Mengambil tas dan sepatuku, aku keluar dari kamar hotel sambil merutuki diri sendiri. Hal yang ditakutkan Abi akhirnya terjadi di saat Abi tidak ada di sisiku. Apa yang terjadi ini bukan keinginanku dan berbagai rasa bersalah menyelimuti dalam diri ini. Aku merasa telah dibodohi dan aku merasa ... aku bukan lagi seorang wanita. Apa akhirnya aku menangis? Ya, sepertinya aku menangis dalam perjalananku kembali ke asrama, menangisi kebodohanku yang bahkan tidak mengingat kejadian semalam.

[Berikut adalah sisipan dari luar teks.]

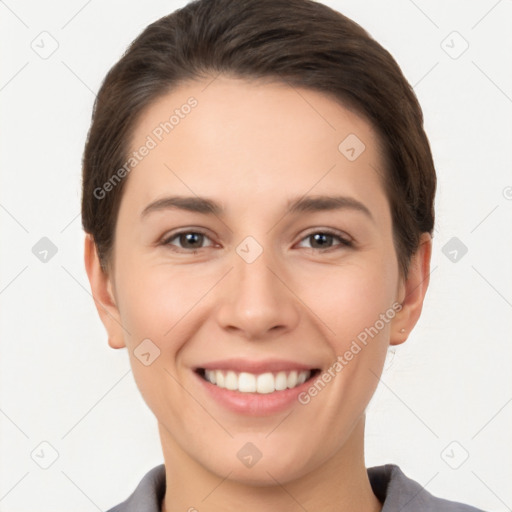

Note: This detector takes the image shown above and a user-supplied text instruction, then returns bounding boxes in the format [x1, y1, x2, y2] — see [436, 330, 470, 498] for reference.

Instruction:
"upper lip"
[196, 358, 318, 374]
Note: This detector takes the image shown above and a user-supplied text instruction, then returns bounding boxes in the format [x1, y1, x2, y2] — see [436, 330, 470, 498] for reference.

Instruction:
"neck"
[159, 415, 382, 512]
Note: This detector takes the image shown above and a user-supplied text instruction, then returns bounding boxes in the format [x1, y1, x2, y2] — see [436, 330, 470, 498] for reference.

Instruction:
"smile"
[198, 368, 318, 394]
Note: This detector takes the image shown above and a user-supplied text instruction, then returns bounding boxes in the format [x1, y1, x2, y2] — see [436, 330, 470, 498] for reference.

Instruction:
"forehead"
[125, 75, 385, 218]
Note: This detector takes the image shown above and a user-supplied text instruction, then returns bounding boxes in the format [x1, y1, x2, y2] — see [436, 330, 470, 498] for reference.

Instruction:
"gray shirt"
[108, 464, 483, 512]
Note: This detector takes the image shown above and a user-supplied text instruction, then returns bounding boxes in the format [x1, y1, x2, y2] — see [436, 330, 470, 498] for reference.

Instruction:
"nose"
[217, 247, 300, 340]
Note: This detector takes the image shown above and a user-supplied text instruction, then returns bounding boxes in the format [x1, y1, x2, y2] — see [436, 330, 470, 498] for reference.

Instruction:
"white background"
[0, 0, 512, 512]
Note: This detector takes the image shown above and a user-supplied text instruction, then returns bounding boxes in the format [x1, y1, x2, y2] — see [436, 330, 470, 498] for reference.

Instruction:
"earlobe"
[84, 233, 126, 348]
[390, 233, 432, 345]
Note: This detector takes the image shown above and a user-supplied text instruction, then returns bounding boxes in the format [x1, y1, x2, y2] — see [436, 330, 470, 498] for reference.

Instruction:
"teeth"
[204, 370, 311, 394]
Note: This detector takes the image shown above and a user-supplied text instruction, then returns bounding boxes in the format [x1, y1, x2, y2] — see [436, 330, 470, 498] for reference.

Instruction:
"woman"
[82, 0, 486, 512]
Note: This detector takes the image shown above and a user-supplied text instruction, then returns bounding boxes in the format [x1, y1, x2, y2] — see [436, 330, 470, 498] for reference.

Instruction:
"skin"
[85, 76, 432, 512]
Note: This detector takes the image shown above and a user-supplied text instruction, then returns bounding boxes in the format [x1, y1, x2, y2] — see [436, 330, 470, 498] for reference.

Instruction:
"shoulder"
[107, 464, 165, 512]
[367, 464, 484, 512]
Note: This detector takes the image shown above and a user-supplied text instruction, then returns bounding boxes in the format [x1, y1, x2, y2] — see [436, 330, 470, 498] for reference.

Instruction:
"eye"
[301, 230, 353, 251]
[162, 231, 213, 252]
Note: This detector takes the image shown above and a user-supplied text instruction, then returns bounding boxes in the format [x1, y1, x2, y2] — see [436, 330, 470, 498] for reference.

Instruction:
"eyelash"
[161, 229, 354, 254]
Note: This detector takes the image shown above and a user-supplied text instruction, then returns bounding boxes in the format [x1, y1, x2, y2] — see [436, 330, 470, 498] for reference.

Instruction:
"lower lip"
[194, 372, 316, 416]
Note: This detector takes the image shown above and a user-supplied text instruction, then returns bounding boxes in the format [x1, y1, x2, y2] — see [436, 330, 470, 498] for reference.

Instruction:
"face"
[87, 77, 424, 485]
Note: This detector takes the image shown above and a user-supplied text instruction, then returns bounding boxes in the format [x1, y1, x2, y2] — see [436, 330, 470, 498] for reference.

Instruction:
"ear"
[84, 234, 125, 348]
[390, 233, 432, 345]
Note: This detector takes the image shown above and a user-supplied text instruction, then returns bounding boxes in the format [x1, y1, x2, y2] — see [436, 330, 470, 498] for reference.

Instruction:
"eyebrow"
[141, 195, 375, 222]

"Where have you been?" tanya seorang wanita berambut sebahu saat aku baru saja masuk ke kamar asramaku. Dia adalah pelajar dari Surabaya yang juga teman sekamarku, Zilla. "Semalaman kamu nggak pulang. Aku nyari kamu ke mana-mana, tau."

Aku menggaruk ujung kepalaku yang tidak gatal, membuat rambutku makin berantakan. Aku belum mempersiapkan jawaban untuk pertanyaan ini. Haruskah aku jujur dan bilang padanya ada pria tak dikenal yang membawaku ke hotel? Tidak, tidak. Bisa-bisa Zilla menganggapku sebagai wanita murahan.

"Aku ... hmm ... semalam ketemu teman lama. Ya. Dan dia ngajak aku tinggal di apartemennya." Lagi-lagi aku berbohong. Sudah berapa banyak kebohongan yang kulakukan pada orang-orang di sekitarku?

"Oh ... Harusnya kamu kasih tau aku. Aku sampe bingung harus nyari kamu ke mana." Zilla menanggapi, kemudian melanjutkan kegiatannya merapikan tempat tidur. "Oh ya, nanti jam 9 kita harus ke tempat pameran. Lebih baik kamu siap-siap sekarang."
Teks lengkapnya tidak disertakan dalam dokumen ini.